Tuesday’s hearing also will mark the first time Gen. Milley has appeared before Congress since revelations that he effectively went around former President Trump during the final days of his administration to reassure China’s communist leaders that the U.S. was not planning an attack.
The disclosures in a book by Washington Post reporters Bob Woodward and Robert Costa also included a claim that Gen. Milley was so worried about Mr. Trump’s mental state that he assembled top military leaders and advised them not to launch a nuclear strike — even if it was directly ordered by Mr. Trump — unless he was there.

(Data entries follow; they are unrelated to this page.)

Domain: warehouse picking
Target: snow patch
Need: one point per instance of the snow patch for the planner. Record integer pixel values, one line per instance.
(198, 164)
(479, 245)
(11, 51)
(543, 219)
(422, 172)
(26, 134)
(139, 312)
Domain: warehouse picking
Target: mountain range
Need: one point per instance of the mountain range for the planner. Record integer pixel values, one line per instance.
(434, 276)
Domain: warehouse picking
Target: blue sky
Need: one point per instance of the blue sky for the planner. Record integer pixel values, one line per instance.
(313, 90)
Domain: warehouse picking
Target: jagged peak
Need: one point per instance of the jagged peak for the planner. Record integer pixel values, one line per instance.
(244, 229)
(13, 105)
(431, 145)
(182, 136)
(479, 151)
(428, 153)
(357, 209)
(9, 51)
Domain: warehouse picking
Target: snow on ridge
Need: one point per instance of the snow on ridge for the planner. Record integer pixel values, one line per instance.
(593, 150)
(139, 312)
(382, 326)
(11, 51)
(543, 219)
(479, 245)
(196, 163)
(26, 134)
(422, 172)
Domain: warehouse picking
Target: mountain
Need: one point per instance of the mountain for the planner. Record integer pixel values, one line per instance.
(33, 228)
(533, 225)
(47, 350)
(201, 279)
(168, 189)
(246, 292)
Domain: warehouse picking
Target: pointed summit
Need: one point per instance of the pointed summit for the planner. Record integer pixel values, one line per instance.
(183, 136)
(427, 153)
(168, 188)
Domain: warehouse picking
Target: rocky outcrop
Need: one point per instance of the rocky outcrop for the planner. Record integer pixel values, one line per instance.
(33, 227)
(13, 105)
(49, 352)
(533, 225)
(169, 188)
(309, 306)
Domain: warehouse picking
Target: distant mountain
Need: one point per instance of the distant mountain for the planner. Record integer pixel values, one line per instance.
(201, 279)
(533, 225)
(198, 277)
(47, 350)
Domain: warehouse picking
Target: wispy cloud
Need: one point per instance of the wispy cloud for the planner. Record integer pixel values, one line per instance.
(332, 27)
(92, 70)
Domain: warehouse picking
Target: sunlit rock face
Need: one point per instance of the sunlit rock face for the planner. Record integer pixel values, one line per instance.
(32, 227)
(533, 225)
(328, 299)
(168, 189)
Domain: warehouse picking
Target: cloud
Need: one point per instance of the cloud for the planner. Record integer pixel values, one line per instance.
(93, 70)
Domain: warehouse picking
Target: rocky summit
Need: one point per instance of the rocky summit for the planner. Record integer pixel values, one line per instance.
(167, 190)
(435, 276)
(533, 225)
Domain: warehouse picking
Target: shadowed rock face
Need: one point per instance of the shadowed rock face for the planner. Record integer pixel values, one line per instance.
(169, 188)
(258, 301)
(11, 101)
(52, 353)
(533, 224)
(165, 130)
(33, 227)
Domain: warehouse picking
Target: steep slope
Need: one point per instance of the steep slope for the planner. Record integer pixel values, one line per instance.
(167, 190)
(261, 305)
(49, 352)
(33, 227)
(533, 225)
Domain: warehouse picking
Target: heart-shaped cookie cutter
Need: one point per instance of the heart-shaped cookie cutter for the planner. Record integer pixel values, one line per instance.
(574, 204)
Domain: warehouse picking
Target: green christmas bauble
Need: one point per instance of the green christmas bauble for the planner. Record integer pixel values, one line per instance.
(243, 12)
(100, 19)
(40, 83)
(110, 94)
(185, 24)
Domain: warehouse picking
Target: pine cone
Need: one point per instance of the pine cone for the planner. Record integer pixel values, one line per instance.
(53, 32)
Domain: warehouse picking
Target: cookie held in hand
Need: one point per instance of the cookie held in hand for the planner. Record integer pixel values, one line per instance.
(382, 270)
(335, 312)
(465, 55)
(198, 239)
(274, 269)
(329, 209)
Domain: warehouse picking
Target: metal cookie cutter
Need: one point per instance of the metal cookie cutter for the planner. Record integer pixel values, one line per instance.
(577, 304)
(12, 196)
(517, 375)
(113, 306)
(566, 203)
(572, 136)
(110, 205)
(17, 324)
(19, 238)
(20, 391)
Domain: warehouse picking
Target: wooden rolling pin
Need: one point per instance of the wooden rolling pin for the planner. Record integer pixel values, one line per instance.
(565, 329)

Gen. Milley also had a conversation with House Speaker Nancy Pelosi about Mr. Trump’s mental state following the Jan. 6 attack on the U.S. Capitol, according to the book.
The general has spoken little about those incidents but has promised to answer all lawmakers’ questions.
“I think it’s best that I reserve my comments on the record until I do that in front of the lawmakers who have the lawful responsibility to oversee the U.S. military,” he said earlier this month. “I’ll go into any level of detail Congress wants to go into.”
Some leading Republicans on Capitol Hill have called for both Mr. Austin and Gen. Milley to resign over their handling of the Afghanistan withdrawal. Other prominent figures in the GOP said that if Gen. Milley won’t step down, the Biden administration should take action against him.
“The situation with General Milley — they didn’t create it, but they’ve got to address it,” Sen. Marco Rubio, Florida Republican, told Fox News last week. “You can’t have the highest ranking military official in this government bragging to a reporter about how they stepped in and superseded the authority of an elected commander in chief and actually undermined him by talking to a potential adversary.”
Tuesday’s appearance before the Senate Armed Services Committee likely won’t be enough for some members of the chamber. Sen. Robert Menendez, New Jersey Democrat and chairman of the Senate Foreign Relations Committee, said earlier this month that he may subpoena both officials to appear before his panel.
The Pentagon leaders skipped a Foreign Relations Committee hearing on Afghanistan on Sept. 13.
It won’t be the only Capitol Hill gauntlet for the Defense Department’s top civilian and military figures this week. Mr. Austin and Gen. Milley will testify again before the House Armed Services Committee on Wednesday.